CAMPOBASSO. Continua ad essere rovente lo scontro fra sindacati e governo, a livello nazionale come locale, sul tema della gestione del servizio sanitario.

Oggetto del contendere, stavolta, è la scelta del governo Renzi di prorogare al 25 novembre 2016 l’entrata in vigore della direttiva europea sui tempi massimi di lavoro.

Tale possibilità ha creato ulteriore tensione tra i sindacati, in particolare nella Uil che ha deciso di denunciare la situazione all’opinione pubblica tramite un comunicato stampa. Secondo Giovanni Torluccio, segretario generale Uil Fpl (federazione poteri locali), “non è possibile concedere un’ulteriore deroga di un anno che avrebbe ricadute pesantissime sulle condizioni di lavoro degli operatori e sulla sicurezza e qualità delle cure ai cittadini”.

Premessa: da diversi anni il governo nazionale attiva costantemente delle deroghe proprio con l’obiettivo di rimandare una riforma strutturale del mondo della sanità. In questo modo, secondo la nota diffusa “il governo continua a tagliare la spesa invece che porre fine agli sprechi e alle inefficienze che si annidano nelle singole aziende ospedaliere”.

L’allarme in realtà andrebbe amplificato poiché, sempre secondo il sindacato guidato da Barbagallo, sono anni che il personale diminuisce in tutto il paese e manca il ricambio generazionale; per non parlare delle carenze in settori strategici quali infermeria e personale socio-sanitario.

Dramma nel dramma; l’introduzione di una “ulteriore deroga –secondo Torluccio- causerebbe con certezza una procedura di infrazione contro il nostro Paese con le conseguenti salatissime sanzioni”. Della serie: meglio buttare soldi in tasse che investirli in assunzioni e straordinari. Sarebbe un paradosso che con la crisi che continua a mordere, l’Italia non può certo permettersi.

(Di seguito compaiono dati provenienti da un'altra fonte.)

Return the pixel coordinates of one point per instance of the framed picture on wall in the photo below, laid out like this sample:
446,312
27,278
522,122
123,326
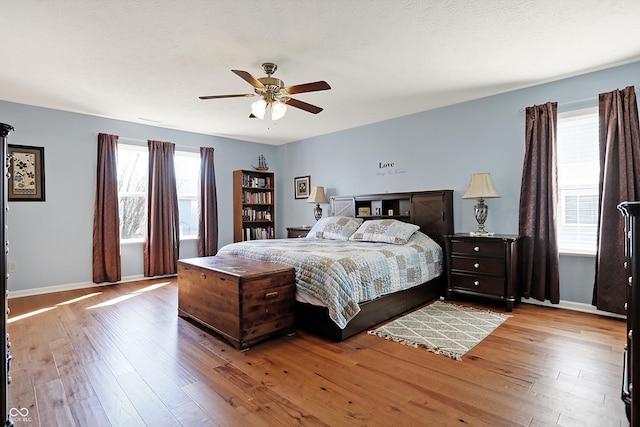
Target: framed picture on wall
301,185
26,173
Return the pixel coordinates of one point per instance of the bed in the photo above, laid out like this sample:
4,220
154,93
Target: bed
353,273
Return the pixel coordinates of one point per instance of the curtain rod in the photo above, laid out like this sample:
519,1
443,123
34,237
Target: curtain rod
563,104
194,149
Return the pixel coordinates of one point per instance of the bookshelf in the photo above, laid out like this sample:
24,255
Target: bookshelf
253,205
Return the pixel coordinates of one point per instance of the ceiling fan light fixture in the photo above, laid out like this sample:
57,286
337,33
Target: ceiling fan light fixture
258,108
278,109
273,109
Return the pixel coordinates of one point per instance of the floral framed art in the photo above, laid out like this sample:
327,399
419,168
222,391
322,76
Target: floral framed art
301,185
26,173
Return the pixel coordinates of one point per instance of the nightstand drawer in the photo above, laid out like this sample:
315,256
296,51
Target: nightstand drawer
484,266
480,248
486,285
495,267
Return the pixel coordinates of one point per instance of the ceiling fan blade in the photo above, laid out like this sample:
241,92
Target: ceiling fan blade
249,79
308,87
303,106
228,96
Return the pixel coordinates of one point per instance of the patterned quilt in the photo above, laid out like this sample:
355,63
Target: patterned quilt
343,274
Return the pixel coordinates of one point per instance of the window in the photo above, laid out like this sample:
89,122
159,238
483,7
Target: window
187,186
578,176
133,164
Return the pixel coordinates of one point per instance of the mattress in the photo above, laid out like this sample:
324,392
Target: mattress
342,274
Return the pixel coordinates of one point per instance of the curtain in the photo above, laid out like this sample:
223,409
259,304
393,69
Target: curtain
106,222
619,182
161,250
538,201
208,205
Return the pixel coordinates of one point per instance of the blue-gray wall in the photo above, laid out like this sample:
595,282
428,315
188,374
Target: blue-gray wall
437,149
440,149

Un ulteriore precisazione giunge da Tecla Boccardo, segretario generale Uil per la sanità in Molise: “già oggi abbiamo medici e infermieri obbligati a turni di lavoro massacranti, senza un’adeguata fase di riposo prima di riprendere il servizio. Ciò in virtù di un personale cronicamente sotto organico e male organizzato”. Senza contare che a fine anno la regione Molise ha già deciso di mandare a casa oltre un centinaio di professionisti e lavoratori del settore.

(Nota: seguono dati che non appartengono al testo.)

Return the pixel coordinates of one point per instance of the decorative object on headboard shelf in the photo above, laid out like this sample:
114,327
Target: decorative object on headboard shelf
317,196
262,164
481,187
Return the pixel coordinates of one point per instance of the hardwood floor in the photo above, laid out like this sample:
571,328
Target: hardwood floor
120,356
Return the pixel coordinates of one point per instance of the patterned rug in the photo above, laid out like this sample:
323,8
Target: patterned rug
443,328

La conclusione del comunicato è chiara: “investimenti e riorganizzazione della medicina, di questo c’è bisogno, altro che riduzione dei posti letto nelle strutture pubbliche e in quelle convenzionate, chiusura dei reparti o interi ospedali. Una strategia perdente su cui i responsabili politici e la gestione commissariale sembrano essersi avvitati fra debiti pregressi, piani di rientro mai avviati, inadeguatezza dei dirigenti a gestire un settore che abbisogna invece di cura adeguata e interventi urgenti”.

G. C.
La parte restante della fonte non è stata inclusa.